木屑纷飞,清晨的第一缕曦光透过窗棂,照亮了小九布满老茧的指尖。
他小心翼翼地吹去最后一丝浮尘,将一枚温润的木戒郑重地交到林砚手中。
戒面打磨得异常光滑,触手生温,仿佛还带着人的体温。
一圈细若蚊足的小字清晰可见,正是林砚反复斟酌的那八个字:共耕天下,至死不离。
这不仅是一句承诺,更是他林砚此生唯一的宏愿。
他曾以为此生所求,不过是书中乾坤,案上笔墨。
直到遇见了苏禾,那个在田埂上比在闺房里更自在的女子,他才明白,真正的天下,不在庙堂之高,而在稼穑之间,在与一人并肩,看遍四季轮转。
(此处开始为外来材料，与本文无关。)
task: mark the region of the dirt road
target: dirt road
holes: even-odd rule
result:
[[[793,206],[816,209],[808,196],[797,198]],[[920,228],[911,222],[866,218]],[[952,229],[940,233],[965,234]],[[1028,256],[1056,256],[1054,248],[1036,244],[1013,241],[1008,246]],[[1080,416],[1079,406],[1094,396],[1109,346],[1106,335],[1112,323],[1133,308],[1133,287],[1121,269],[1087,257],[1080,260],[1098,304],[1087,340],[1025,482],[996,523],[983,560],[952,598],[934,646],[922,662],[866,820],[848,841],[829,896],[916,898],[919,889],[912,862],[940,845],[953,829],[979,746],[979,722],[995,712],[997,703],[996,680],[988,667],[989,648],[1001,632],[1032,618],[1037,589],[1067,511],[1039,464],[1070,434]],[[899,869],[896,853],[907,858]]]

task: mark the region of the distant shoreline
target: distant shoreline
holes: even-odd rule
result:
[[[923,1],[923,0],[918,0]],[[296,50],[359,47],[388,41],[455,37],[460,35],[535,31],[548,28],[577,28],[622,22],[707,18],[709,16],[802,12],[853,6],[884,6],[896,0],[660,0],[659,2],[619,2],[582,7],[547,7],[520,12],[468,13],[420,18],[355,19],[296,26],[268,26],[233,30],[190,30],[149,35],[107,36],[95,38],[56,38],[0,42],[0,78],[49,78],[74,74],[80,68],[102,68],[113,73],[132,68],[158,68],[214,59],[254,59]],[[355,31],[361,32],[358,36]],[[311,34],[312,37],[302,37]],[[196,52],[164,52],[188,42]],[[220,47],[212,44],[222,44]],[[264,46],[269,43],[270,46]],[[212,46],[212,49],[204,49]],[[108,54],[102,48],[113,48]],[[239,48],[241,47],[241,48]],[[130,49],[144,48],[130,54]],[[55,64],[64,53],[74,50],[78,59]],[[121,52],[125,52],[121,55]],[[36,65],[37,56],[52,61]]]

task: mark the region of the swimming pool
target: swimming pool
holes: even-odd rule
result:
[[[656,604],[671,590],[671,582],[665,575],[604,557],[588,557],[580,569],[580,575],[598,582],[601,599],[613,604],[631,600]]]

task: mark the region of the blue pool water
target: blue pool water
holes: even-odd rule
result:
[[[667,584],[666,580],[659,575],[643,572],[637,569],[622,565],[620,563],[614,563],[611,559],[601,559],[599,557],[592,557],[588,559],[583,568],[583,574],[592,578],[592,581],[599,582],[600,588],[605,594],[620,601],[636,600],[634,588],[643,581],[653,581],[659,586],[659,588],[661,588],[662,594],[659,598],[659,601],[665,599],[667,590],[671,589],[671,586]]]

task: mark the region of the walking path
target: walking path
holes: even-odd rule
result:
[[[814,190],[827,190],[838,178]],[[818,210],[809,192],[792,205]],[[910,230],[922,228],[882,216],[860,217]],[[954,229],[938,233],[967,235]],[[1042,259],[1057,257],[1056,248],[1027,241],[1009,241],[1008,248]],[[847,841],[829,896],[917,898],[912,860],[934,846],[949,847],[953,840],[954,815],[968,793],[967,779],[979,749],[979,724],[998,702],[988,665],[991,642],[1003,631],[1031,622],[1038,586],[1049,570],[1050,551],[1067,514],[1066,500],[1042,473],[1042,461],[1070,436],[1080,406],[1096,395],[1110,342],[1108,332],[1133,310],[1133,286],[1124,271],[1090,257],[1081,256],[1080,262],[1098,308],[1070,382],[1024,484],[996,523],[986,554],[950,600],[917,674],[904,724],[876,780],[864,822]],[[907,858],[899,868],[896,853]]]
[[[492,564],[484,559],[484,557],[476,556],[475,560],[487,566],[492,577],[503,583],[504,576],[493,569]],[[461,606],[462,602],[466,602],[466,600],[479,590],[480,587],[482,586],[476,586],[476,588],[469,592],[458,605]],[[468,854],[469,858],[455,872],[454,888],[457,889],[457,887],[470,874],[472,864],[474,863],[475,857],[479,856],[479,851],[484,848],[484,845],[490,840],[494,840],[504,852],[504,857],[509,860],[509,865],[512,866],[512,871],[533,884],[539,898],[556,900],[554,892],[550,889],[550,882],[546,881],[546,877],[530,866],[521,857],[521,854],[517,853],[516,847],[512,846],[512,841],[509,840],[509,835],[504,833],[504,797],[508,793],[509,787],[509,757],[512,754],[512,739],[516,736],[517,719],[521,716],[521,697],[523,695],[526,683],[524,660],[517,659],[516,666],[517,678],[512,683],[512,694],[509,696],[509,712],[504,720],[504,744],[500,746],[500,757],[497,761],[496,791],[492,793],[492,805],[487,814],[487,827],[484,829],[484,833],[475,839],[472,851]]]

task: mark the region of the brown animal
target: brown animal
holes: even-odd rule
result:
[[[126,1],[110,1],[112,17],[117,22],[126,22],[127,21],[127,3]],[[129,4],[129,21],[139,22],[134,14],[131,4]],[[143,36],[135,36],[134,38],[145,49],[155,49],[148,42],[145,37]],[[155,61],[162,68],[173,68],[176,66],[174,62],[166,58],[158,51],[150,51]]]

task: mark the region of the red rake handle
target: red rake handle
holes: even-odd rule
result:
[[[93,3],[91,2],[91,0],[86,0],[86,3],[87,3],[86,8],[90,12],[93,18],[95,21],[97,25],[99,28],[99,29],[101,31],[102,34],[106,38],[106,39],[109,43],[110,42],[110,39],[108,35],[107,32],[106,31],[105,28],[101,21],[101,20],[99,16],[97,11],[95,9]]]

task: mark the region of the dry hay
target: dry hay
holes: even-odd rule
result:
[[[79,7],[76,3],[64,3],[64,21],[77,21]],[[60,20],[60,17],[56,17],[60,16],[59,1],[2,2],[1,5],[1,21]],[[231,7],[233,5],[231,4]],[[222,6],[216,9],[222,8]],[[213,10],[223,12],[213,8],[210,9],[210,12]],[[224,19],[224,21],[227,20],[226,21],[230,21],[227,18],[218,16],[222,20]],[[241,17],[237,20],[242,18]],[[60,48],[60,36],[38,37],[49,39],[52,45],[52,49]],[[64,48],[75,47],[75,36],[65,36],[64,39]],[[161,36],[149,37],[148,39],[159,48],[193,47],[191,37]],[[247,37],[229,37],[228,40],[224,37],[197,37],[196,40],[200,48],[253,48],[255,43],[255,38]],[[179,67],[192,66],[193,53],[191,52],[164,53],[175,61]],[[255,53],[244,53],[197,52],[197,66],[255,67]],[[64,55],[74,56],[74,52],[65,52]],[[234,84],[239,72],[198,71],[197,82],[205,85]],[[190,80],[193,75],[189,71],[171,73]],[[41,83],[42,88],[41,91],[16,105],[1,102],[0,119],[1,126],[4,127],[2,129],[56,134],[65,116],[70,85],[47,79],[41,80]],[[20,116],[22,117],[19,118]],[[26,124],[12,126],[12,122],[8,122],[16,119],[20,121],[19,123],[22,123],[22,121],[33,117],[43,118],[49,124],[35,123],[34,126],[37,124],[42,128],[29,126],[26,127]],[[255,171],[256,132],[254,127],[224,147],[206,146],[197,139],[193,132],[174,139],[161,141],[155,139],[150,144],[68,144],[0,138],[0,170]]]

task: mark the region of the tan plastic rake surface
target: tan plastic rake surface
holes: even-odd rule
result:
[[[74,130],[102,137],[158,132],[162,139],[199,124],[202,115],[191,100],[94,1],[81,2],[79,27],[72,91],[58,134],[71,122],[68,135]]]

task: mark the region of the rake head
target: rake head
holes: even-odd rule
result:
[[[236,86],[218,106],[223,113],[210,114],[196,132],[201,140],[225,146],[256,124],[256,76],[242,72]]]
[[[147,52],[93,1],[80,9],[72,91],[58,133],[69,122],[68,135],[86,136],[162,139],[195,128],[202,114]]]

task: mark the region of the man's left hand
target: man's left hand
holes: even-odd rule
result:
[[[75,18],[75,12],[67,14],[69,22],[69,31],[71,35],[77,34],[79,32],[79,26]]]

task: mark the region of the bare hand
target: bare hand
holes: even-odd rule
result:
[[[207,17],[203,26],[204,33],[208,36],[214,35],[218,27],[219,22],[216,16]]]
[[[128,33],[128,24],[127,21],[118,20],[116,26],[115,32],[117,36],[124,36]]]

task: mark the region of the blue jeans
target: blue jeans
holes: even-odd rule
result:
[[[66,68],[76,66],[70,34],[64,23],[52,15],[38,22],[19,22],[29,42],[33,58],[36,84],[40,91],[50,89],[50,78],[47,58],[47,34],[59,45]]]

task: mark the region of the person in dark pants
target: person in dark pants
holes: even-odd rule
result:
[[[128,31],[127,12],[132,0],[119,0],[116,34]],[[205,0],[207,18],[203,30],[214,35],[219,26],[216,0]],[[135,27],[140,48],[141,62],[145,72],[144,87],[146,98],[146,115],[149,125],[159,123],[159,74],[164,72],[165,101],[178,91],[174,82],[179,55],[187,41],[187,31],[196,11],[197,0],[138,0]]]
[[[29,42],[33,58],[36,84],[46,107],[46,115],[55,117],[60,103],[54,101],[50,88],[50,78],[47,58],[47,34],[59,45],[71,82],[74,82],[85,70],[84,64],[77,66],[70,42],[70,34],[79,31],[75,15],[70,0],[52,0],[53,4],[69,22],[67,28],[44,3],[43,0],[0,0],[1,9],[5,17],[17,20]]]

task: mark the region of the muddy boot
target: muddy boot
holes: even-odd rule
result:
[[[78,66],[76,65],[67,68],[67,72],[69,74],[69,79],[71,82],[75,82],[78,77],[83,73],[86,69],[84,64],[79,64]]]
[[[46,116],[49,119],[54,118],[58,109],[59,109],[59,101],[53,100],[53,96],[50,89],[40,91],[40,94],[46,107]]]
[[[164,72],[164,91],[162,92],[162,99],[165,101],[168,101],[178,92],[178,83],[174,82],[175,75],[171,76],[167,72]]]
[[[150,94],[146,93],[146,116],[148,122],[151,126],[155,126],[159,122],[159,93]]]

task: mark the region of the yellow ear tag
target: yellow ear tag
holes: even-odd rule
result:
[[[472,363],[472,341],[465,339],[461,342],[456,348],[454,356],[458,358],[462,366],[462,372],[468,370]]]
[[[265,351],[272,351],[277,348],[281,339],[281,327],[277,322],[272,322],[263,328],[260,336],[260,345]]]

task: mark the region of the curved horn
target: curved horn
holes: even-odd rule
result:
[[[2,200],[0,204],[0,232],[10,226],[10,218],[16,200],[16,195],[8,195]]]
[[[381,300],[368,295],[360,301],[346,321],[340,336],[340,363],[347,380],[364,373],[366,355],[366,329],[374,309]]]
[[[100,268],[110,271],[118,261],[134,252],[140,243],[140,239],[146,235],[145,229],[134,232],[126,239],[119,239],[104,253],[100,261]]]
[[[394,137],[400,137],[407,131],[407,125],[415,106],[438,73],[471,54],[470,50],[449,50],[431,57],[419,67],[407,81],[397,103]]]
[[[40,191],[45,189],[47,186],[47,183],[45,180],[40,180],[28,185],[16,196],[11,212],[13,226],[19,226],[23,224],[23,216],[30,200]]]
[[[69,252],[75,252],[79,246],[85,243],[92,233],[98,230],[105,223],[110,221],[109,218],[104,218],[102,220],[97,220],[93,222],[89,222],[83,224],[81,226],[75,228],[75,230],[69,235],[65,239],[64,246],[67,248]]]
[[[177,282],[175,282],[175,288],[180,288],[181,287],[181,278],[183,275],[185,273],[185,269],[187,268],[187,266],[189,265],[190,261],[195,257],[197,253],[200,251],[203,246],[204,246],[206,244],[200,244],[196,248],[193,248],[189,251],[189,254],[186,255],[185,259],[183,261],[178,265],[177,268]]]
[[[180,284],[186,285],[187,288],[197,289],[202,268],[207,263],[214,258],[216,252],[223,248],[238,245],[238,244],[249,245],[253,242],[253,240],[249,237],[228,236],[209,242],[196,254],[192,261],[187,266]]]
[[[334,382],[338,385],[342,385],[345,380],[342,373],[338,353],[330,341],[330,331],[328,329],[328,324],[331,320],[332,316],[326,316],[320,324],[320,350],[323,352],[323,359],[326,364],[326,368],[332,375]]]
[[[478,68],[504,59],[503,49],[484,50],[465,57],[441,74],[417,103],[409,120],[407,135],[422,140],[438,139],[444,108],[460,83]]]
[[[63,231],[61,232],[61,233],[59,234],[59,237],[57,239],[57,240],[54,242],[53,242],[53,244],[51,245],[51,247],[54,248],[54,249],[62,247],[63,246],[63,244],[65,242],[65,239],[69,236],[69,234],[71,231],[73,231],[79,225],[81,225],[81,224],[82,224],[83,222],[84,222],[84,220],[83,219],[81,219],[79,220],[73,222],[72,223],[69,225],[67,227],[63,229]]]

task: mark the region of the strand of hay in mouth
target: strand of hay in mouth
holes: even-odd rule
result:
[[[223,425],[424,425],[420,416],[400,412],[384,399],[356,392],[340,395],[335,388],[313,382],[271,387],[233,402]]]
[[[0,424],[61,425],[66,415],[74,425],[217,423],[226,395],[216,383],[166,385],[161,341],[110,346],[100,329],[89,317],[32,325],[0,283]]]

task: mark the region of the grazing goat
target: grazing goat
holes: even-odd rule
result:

林砚摩挲着那枚小小的木戒,指腹下的刻痕仿佛烙印进了心底。
他深吸一口气,将这份沉甸甸的决心连同戒指一同藏入宽大的袖中,贴着温热的肌肤。
今日,就在祖母苏荞特意安排的家庭聚会上,他要将这份心意,昭告于苏家众人。
然而,他自以为隐秘的举动,早已落入有心人的眼中。
苏禾敏锐地察觉到了林砚这几日的反常。
他不再整日与她一同下地,反而时常将自己关在书房,一坐便是半日,有时甚至能听到他压抑的低语,像是在与谁争辩,又像是在反复演练着什么。
“阿姐,”年岁尚小的小禾悄悄凑到苏禾耳边,神色神秘,“我看到好几次了,林先生这几日往族学里跑了三趟,还总去找小九叔。我听厨房的张婶说,林先生像是要办什么顶天的大事!”
小禾的话印证了苏禾的猜测。
族学,掌管着宗族谱牒与礼法;小九叔,是苏家最好的木匠。
这两者联系起来,一个模糊却又大胆的念头在苏禾心中渐渐成形。
她的心跳陡然漏了一拍,脸上却依旧波澜不惊。
她不动声色,一如往常。
清晨去田间巡视新翻的秋地,午后又到河边督促新渠的工程进度。
夕阳将她的身影拉得颀长,晚归的路上,她还在心中盘算着冬小麦的播种时机。
可当她推开自家院门时,却被眼前的景象惊得顿住了脚步。
厨房里竟灯火通明,而那道在灶台前忙碌的清瘦身影,不是林砚又是谁?
空气中弥漫着一股甜得令人心醉的桂花香气。
林砚听见动静,回过头来,清俊的脸上沾了点灰,却带着一种前所未有的柔和笑意。
他端着一个白瓷碗,小心翼翼地走到苏禾面前,像是在呈上一份绝世珍宝。
“忙了一天,累了吧?快尝尝。”
碗里盛着的,是切成一片片的桂花糯米藕,晶莹剔透的糯米嵌在莲藕的孔洞中,淋上琥珀色的糖浆,再撒上一撮金黄的干桂花。